Wasn’t there a few years ago some wild claims about some light vortex opening in the skies of Tennessee, only to find out later it was all publicity for one of the Spiderman movies? I vaguely recall a similar incident from a dozen or more years ago about weird hovering aircraft with strange writing that preceded IIRC another aliens visit Earth movie?

Ok, that one might be hard to validate given I’m not giving specifics. Partially because my time sense is fuzzy, so it could be 10 yrs or 20 yrs. Probably not 30.

But the point still stands. When the best recording we had was eyewitness testimony, we got objects skipping around the sky like skipping saucers across a pond. When still cameras took off, we got fuzzy or poorly composed images or else photos of lantern tops and hubcaps.

When moving cameras became accessible, we got moving blurry images.

Now we have high Def, infrared, and radar signals that supposedly are simultaneously capturing the same items, except we aren’t given any actual examples.

Weird floating infrared images from a dozen years ago now have all the characteristics of paper lanterns that amazingly started to proliferate during the same time frame.

While the same type of flawed arguments are used to justify that this time there must be something to it.

Like it’s significant that the best current evidence comes from the military when:

  1. the military has the best tech of the time;
  2. the military has reason to be gathering all the surveillance that gives us these events;
  3. the military is concerned about security, so are highly motivated to stretch the data to it’s limits and try to interpret from that stretch;
  4. the military is primed to look for threats, and bound to interpret any anomalies from that perspective;
  5. the military has motive to lie about witnessed events and leaked images to cover up their own covert activities.

We KNOW the US government has used UFO rumors to hide classified projects before.

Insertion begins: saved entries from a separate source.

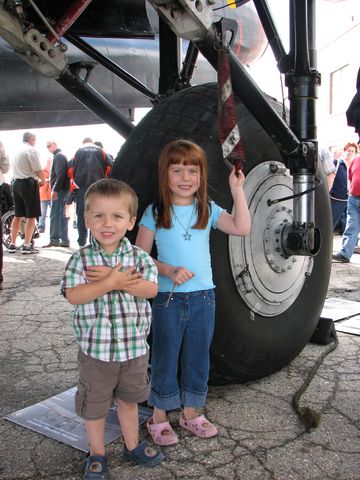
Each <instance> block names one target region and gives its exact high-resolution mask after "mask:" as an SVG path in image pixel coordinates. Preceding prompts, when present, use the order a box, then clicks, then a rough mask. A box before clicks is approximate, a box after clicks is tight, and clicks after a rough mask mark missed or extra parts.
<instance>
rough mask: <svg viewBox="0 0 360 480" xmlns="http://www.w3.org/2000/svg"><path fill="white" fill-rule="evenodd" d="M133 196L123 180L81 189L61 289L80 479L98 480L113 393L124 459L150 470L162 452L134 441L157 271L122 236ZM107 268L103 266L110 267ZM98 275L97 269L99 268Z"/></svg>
mask: <svg viewBox="0 0 360 480" xmlns="http://www.w3.org/2000/svg"><path fill="white" fill-rule="evenodd" d="M137 206H138V200H137V197H136V194H135V192H134V191H133V190H132V188H130V187H129V186H128V185H127V184H125V183H123V182H119V181H118V180H114V179H109V178H107V179H103V180H99V181H97V182H95V183H94V184H93V185H91V186H90V187H89V189H88V190H87V192H86V194H85V223H86V226H87V228H89V229H90V231H91V235H92V241H91V244H90V245H87V246H85V247H83V248H81V249H80V250H79V251H77V252H75V253H74V254H73V255H72V257H71V258H70V260H69V261H68V264H67V266H66V269H65V274H64V278H63V280H62V284H61V290H62V292H63V294H64V296H65V297H66V299H67V300H68V302H69V303H71V304H72V305H74V306H75V310H74V324H73V326H74V331H75V335H76V339H77V341H78V343H79V347H80V348H79V353H78V362H79V383H78V390H77V393H76V397H75V404H76V412H77V414H78V415H79V416H81V417H82V418H84V419H85V429H86V433H87V437H88V441H89V446H90V456H89V457H88V458H87V461H86V467H85V475H84V479H85V480H90V479H91V480H97V479H101V480H106V479H108V478H109V476H108V467H107V458H106V456H105V445H104V432H105V418H106V415H107V413H108V410H109V408H110V407H111V405H112V403H113V400H114V398H115V399H116V400H117V404H118V417H119V422H120V425H121V428H122V431H123V434H124V441H125V447H124V457H125V458H126V459H128V460H130V461H133V462H134V463H137V464H140V465H143V466H146V467H152V466H155V465H157V464H158V463H160V462H161V461H162V460H163V458H164V454H163V453H162V452H161V451H160V450H157V449H154V448H152V447H150V446H149V445H148V443H147V442H146V441H143V442H142V443H140V444H139V432H138V403H140V402H143V401H145V400H147V398H148V390H149V386H148V378H147V367H148V345H147V342H146V338H147V336H148V334H149V329H150V321H151V308H150V304H149V302H148V301H147V300H146V298H153V297H155V295H156V294H157V269H156V266H155V264H154V262H153V261H152V259H151V258H150V256H149V255H148V254H147V253H146V252H144V251H143V250H141V249H140V248H138V247H135V246H133V245H131V243H130V242H129V240H128V239H127V238H125V236H124V235H125V233H126V232H127V230H132V228H133V227H134V224H135V221H136V213H137ZM110 267H111V268H110ZM104 272H105V273H104Z"/></svg>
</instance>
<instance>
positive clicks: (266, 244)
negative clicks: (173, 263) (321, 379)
mask: <svg viewBox="0 0 360 480" xmlns="http://www.w3.org/2000/svg"><path fill="white" fill-rule="evenodd" d="M271 102H272V103H273V105H274V108H275V109H277V111H278V112H279V113H280V112H281V105H279V104H278V103H277V102H276V101H275V100H271ZM237 114H238V124H239V128H240V133H241V136H242V138H243V141H244V147H245V154H246V162H245V167H244V173H245V175H246V177H247V178H246V185H245V187H247V185H248V184H249V185H250V186H249V188H248V191H247V198H248V201H249V205H250V211H251V214H252V233H251V235H250V236H249V237H248V238H246V239H238V238H237V237H235V238H234V237H231V238H229V237H228V236H227V235H224V234H223V233H221V232H218V231H216V230H215V231H214V232H213V234H212V237H211V254H212V263H213V273H214V281H215V284H216V304H217V308H216V329H215V334H214V339H213V344H212V351H211V358H212V374H211V380H212V382H213V383H220V382H221V383H223V382H224V381H225V382H229V381H233V380H236V381H240V382H245V381H248V380H251V379H256V378H259V377H263V376H265V375H268V374H270V373H273V372H275V371H277V370H279V369H281V368H282V367H283V366H285V365H287V364H288V363H289V362H291V361H292V360H293V359H294V358H295V357H296V356H297V355H298V354H299V352H300V351H301V350H302V349H303V348H304V346H305V345H306V344H307V342H308V341H309V339H310V337H311V335H312V333H313V331H314V329H315V327H316V325H317V322H318V320H319V318H320V315H321V310H322V307H323V303H324V300H325V296H326V292H327V287H328V281H329V277H330V267H331V250H332V243H331V242H332V240H331V239H332V230H331V214H330V204H329V198H328V191H327V188H326V182H325V181H324V179H323V181H322V184H321V185H320V187H319V188H317V190H316V212H317V213H316V223H317V227H318V228H319V229H320V231H321V236H322V246H321V249H320V252H319V253H318V255H317V256H315V257H314V258H310V257H295V258H294V257H293V258H283V256H282V255H280V256H279V255H277V253H276V252H275V248H273V247H274V245H277V244H276V242H277V241H278V239H277V237H276V234H275V233H273V234H272V236H271V238H270V248H269V245H268V244H267V243H266V242H268V238H267V237H266V235H267V233H266V231H268V230H270V231H272V230H274V231H276V232H277V231H278V229H277V228H275V227H274V224H278V223H284V222H288V221H290V220H291V215H292V210H291V207H292V202H291V201H289V202H287V203H283V204H281V203H280V204H278V205H281V206H280V207H279V208H278V209H277V210H273V211H269V212H268V213H266V208H263V203H262V202H263V198H265V197H266V196H268V195H269V194H270V193H272V194H273V195H275V197H283V196H286V195H284V193H285V194H286V193H289V191H290V194H291V190H292V183H291V177H290V176H289V175H288V173H286V171H285V167H284V166H283V163H282V158H281V156H280V153H279V151H278V149H277V148H276V146H275V145H274V143H273V142H272V140H271V139H270V138H269V136H268V135H267V133H266V132H265V131H264V129H263V128H262V127H261V126H260V125H259V124H258V123H257V121H256V120H255V119H254V118H253V117H252V115H251V114H250V113H249V112H248V111H247V109H246V108H245V107H244V106H243V105H242V103H241V102H239V101H238V102H237ZM176 138H188V139H191V140H193V141H195V142H196V143H198V144H199V145H200V146H201V147H202V148H203V149H204V150H205V151H206V154H207V158H208V173H209V179H208V185H209V195H210V197H211V199H213V200H214V201H215V202H216V203H218V204H219V205H220V206H222V207H223V208H225V209H227V210H228V211H231V208H232V197H231V194H230V191H229V187H228V175H229V170H228V169H227V167H226V166H225V164H224V162H223V161H222V155H221V148H220V144H219V138H218V126H217V86H216V84H208V85H201V86H197V87H192V88H189V89H187V90H183V91H181V92H178V93H176V94H175V95H173V96H172V97H169V98H167V99H165V100H163V101H162V102H160V103H159V104H158V105H157V106H155V107H154V108H153V109H152V110H151V111H150V112H149V113H148V114H147V115H146V117H144V119H143V120H142V121H141V122H140V123H139V125H138V126H137V127H136V129H135V130H134V131H133V132H132V133H131V135H130V137H129V138H128V139H127V141H126V143H125V144H124V146H123V147H122V149H121V150H120V152H119V154H118V156H117V158H116V161H115V163H114V167H113V171H112V176H113V177H115V178H118V179H120V180H124V181H126V182H128V183H129V184H130V185H131V186H132V187H133V188H134V190H135V191H136V192H137V194H138V197H139V218H140V217H141V215H142V212H143V211H144V209H145V208H146V206H147V205H148V204H149V203H151V202H153V201H154V200H155V198H156V194H157V159H158V156H159V152H160V151H161V149H162V147H163V146H164V145H165V144H166V143H167V142H169V141H171V140H173V139H176ZM320 170H321V169H320ZM270 171H271V172H272V173H269V172H270ZM274 172H275V173H274ZM276 172H277V173H276ZM322 178H323V176H322ZM284 179H285V180H284ZM279 185H280V186H279ZM245 190H246V188H245ZM259 192H260V193H259ZM261 192H262V193H261ZM266 198H267V197H266ZM264 211H265V213H264ZM274 222H275V223H274ZM262 232H265V233H264V234H263V233H262ZM135 235H136V232H133V234H132V238H131V239H132V240H134V238H135ZM273 250H274V251H273ZM242 261H244V265H245V266H246V265H249V269H248V270H249V272H250V273H249V275H248V277H247V280H245V281H244V284H243V285H241V284H239V282H238V278H239V275H237V270H236V269H237V268H239V263H240V264H241V262H242ZM270 267H271V268H270ZM234 278H235V279H236V280H234ZM269 279H270V280H269ZM240 283H241V282H240ZM239 285H240V286H239ZM244 285H245V288H244ZM247 290H248V291H247ZM254 292H255V294H254ZM249 297H250V298H249Z"/></svg>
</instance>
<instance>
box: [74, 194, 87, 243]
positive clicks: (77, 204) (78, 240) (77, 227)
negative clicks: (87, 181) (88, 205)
mask: <svg viewBox="0 0 360 480" xmlns="http://www.w3.org/2000/svg"><path fill="white" fill-rule="evenodd" d="M85 192H86V189H82V188H79V189H78V190H75V201H76V215H77V229H78V235H79V236H78V244H79V245H80V246H81V247H82V246H83V245H85V244H86V242H87V235H88V231H87V228H86V226H85V217H84V209H85V202H84V196H85Z"/></svg>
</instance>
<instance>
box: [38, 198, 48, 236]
mask: <svg viewBox="0 0 360 480" xmlns="http://www.w3.org/2000/svg"><path fill="white" fill-rule="evenodd" d="M40 205H41V217H40V220H39V225H38V228H40V230H45V223H46V214H47V210H48V208H49V207H50V205H51V201H50V200H41V202H40Z"/></svg>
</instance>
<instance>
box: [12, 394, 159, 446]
mask: <svg viewBox="0 0 360 480" xmlns="http://www.w3.org/2000/svg"><path fill="white" fill-rule="evenodd" d="M75 392H76V387H73V388H70V389H69V390H66V391H65V392H62V393H60V394H58V395H55V396H53V397H50V398H48V399H46V400H43V401H42V402H39V403H36V404H35V405H31V406H30V407H26V408H24V409H23V410H19V411H17V412H15V413H12V414H11V415H7V416H6V417H4V418H5V419H6V420H10V421H11V422H15V423H17V424H18V425H22V426H23V427H26V428H30V429H31V430H34V431H35V432H38V433H42V434H43V435H46V436H47V437H50V438H54V439H55V440H59V441H60V442H63V443H66V444H67V445H71V446H72V447H74V448H77V449H79V450H82V451H84V452H88V451H89V448H88V443H87V438H86V433H85V428H84V420H83V419H82V418H80V417H78V416H77V415H76V413H75V405H74V396H75ZM151 415H152V410H151V409H150V408H146V407H143V406H141V405H139V425H141V424H142V423H144V422H146V420H147V419H148V418H150V417H151ZM121 435H122V431H121V428H120V425H119V422H118V418H117V412H116V406H115V405H113V407H112V408H111V409H110V411H109V413H108V416H107V417H106V426H105V443H106V444H107V443H110V442H112V441H113V440H116V439H117V438H119V437H120V436H121Z"/></svg>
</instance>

And we know human psychology is flawed exactly in ways the would create these type of events - either the claim of the event or the interpretation of what happened.

But yeah, maybe this time fairies are real.

I have a few issues of magazines with Shaver mystery stories - actually written by Ray Palmer, I believe. The scary thing is they sold like crazy, showing people in the late '40s and early '50s were almost as stupid as people today.

How can the earth be hollow If it is also flat?

Eventually the flat hollow earth will be blown up like a balloon. The Globe is our Future!

It’s shaped like an old canteen and the Milky Way is the strap.